Ursicina Martínez Gallego (April 20, 1906 – December 14, 2004) was a Spanish archaeologist.

== Early life and education ==
Martínez was born on April 20, 1906, in Santa Cristina de la Polvorosa, in the province of Zamora, Spain. Her parents, from the region of La Carballeda, owned a grocery store. Her father died when she was eleven years old.

Martínez attended high school in Benavente. In 1922, she began studying education at the Normal School of Zamora at the insistence of her mother, despite wanting to attend university. A year later, she left the Normal School and enrolled in Philosophy and Letters in 1923 at the Central University of Madrid, being one of the first women who could access higher education in Spain. She was a student of Julián Besteiro, Claudio Sánchez-Albornoz, Elís Tormo, and Manuel Gómez-Moreno, among others. She graduated with an Extraordinary Award and began her doctoral thesis The Travels of Marco Polo, though she did not finish it.

==Career ==

In 1930, Martínez passed the exams for the Facultative Corps of Archivists, Librarians and Archaeologists. The following year she was assigned to the direction of the Museo de León, installed in the building of the convent of San Marcos.

Cuerpo Facultativo de Archiveros, Bibliotecarios y Arqueolgos (CFABA) welcome Ursicina Martinez and three other women from 1930-1931.

When the Civil War broke out on July 18, 1936, the property was seized and used as a concentration camp for Republican prisoners, which led to the closure of the museum. Martínez was reassigned to the provincial library, where she remained until she requested a transfer on November 27, 1941, distressed by the museum's condition after the war. During this time, she began to teach geography and history classes at the Padre Isla de León Institute.

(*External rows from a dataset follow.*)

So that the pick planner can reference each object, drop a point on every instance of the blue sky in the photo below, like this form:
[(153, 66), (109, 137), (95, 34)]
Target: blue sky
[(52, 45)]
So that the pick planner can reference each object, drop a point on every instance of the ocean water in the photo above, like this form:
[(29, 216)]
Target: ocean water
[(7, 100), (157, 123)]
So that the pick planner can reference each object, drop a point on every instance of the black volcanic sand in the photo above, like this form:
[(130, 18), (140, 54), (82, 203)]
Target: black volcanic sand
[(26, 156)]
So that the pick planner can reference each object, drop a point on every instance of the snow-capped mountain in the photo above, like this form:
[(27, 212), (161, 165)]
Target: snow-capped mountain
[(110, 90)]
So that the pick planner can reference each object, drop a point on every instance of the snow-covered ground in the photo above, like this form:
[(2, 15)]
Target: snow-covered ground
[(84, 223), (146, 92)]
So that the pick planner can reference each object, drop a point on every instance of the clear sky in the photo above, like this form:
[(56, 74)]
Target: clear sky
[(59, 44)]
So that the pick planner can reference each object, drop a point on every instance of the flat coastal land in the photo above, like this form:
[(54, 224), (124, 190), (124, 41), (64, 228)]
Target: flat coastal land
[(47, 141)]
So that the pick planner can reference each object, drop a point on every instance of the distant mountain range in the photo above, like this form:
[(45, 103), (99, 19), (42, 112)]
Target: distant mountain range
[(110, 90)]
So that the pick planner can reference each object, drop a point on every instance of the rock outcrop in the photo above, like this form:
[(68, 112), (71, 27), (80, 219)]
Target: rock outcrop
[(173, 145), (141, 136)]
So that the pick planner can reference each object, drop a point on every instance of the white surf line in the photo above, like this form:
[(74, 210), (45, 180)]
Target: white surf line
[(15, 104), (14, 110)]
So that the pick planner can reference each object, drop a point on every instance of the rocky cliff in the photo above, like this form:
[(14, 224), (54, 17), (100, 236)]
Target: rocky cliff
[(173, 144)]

She returned to Zamora, where she replaced Carmen Pescador del Hoyo, who was purged by the Franco regime for political reasons, as director of the public library. She combined her work in the library with teaching Latin at the Claudio Moyano Institute.

In the 1960s, Martínez founded a municipal library in her hometown.

On February 18, 1971, she was appointed director of the House of Culture of Zamora.

She retired in 1976, at the age of 70.

Martínez promoted and was a founding member of the Florián de Ocampo Institute of Zamorano Studies.

==Legacy==
The city of Zamora, in recognition of her work in favor of culture in the capital and in the province, gave her name to a public space, in a garden located between Diego de Losada street and Eduardo Barrón park. The proposal was presented by the Socialist Party and ultimately supported by all represented parties within the Zamora City Council.